For those of you who are interested you can hear it here:
<http://www.kqed.org/a/forum/R201209250900>

------
salem
I find it curious that the same people that complain about evictions complain
about high rises getting built. This sort of article gets written year after
year. People have to live somewhere, any if there continues to be resistance
to higher density housing, rents will keep skyrocketing.

------
jongold
San Francisco doesn't belong to anyone.

------
charonn0
The part I liked was when the author complained that there were too many jobs.

------
ultraswank
I moved to The Mission in 1996 So I'm likely included in the internet crowd
that ruined the city. I loved living there, but I when I visit now its not the
lack of artists that I notice, its the (relative) lack of crack addicts. Lets
not let the glasses get too rose colored. It might be more difficult for
people just starting out or on limited income to make it there, but if they do
there is a base line improvement to their quality of life that comes with
living in a safer and cleaner environment. I took my son to play at the newly
renovated park at Valencia and 19th the other month and I couldn't believe
that there was an outdoor water park in SF, much less The Mission, that I felt
OK with him playing in. The locals looked pretty excited about it too.

Besides the young and hip are doing what they always do, find new areas to
make hip. I've been living in the East Bay for a decade now and I can't
believe that Oakland is the new hip spot in the Bay Area. Hope it does
something for my property values.

------
johnnymonster
Anyone can die at any moment and everything is gone doesn't that suck. You
can't control death and you can't control change! Life always moves on no
matter what you do. Thats why you have to enjoy the moments as they pass and
stop trying to keep them from passing, forcing them to stand still! Life would
be boring without new things happening.
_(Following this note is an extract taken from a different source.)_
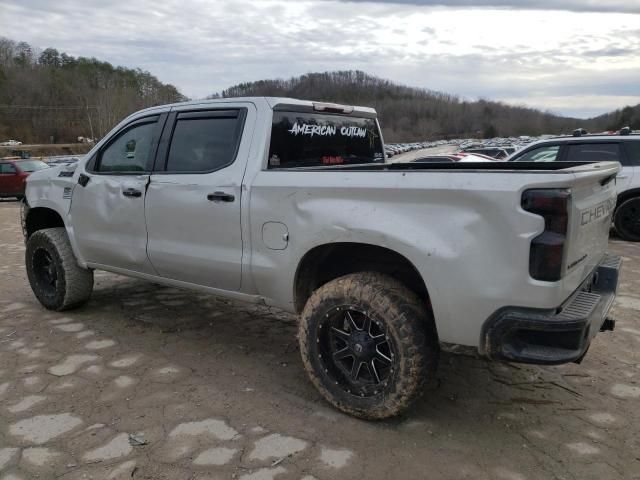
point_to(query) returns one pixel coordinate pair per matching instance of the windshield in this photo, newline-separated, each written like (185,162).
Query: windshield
(32,165)
(311,140)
I know some people get stuck in their
ways and can't stand change, but I can't imagine that life is very fun or
enjoyable at all!

------
Apocryphon
This seems like a timely article: [http://www.latimes.com/news/local/la-me-
micro-apartments-201...](http://www.latimes.com/news/local/la-me-micro-
apartments-20120924,0,5210788.story)

------
mynameishere
A truly bizarre complaint. You could say something similar about Los Angeles,
and many other Californian cities, but opposite in every way.

------
DoogieF
This town is flavorless, There's many things that are great about it, but
there is simply no vibe...IMHO.

------
TheMagicHorsey
There's always at least one person whining about certain cosmetic
characteristics as though they are cultural treasures. Characteristics of
neighborhoods are always changing. In the past they changed over a generation,
now technology and a rapidly transforming economy create changes in decades
and half-decades. This isn't a bad thing.

All the little things the author opines romantically about are relatively
recent developments that were decried by earlier generations no doubt. OH
THESE FILTHY BUTCHERS HAVE DISPLACED THE PICTURESQUE HUNTSMAN AND HIS MEAT
CARRIAGE WHICH USED TO PLY THE STREETS OF MINE YOUTH. You see what I'm saying?

This woman has no idea. She's all shriveled up and unstuck in time. She can't
see things with a long lens. All she knows is that things she is comfortable
with are changing, and she doesn't want to learn to see something beautiful in
what is still to come. She wants everything to be frozen in crystal for all
time.

These people are spacewankers of the worst sort. Don't let the fact that they
are good at writing English seduce you to this stupid hipster way of thinking.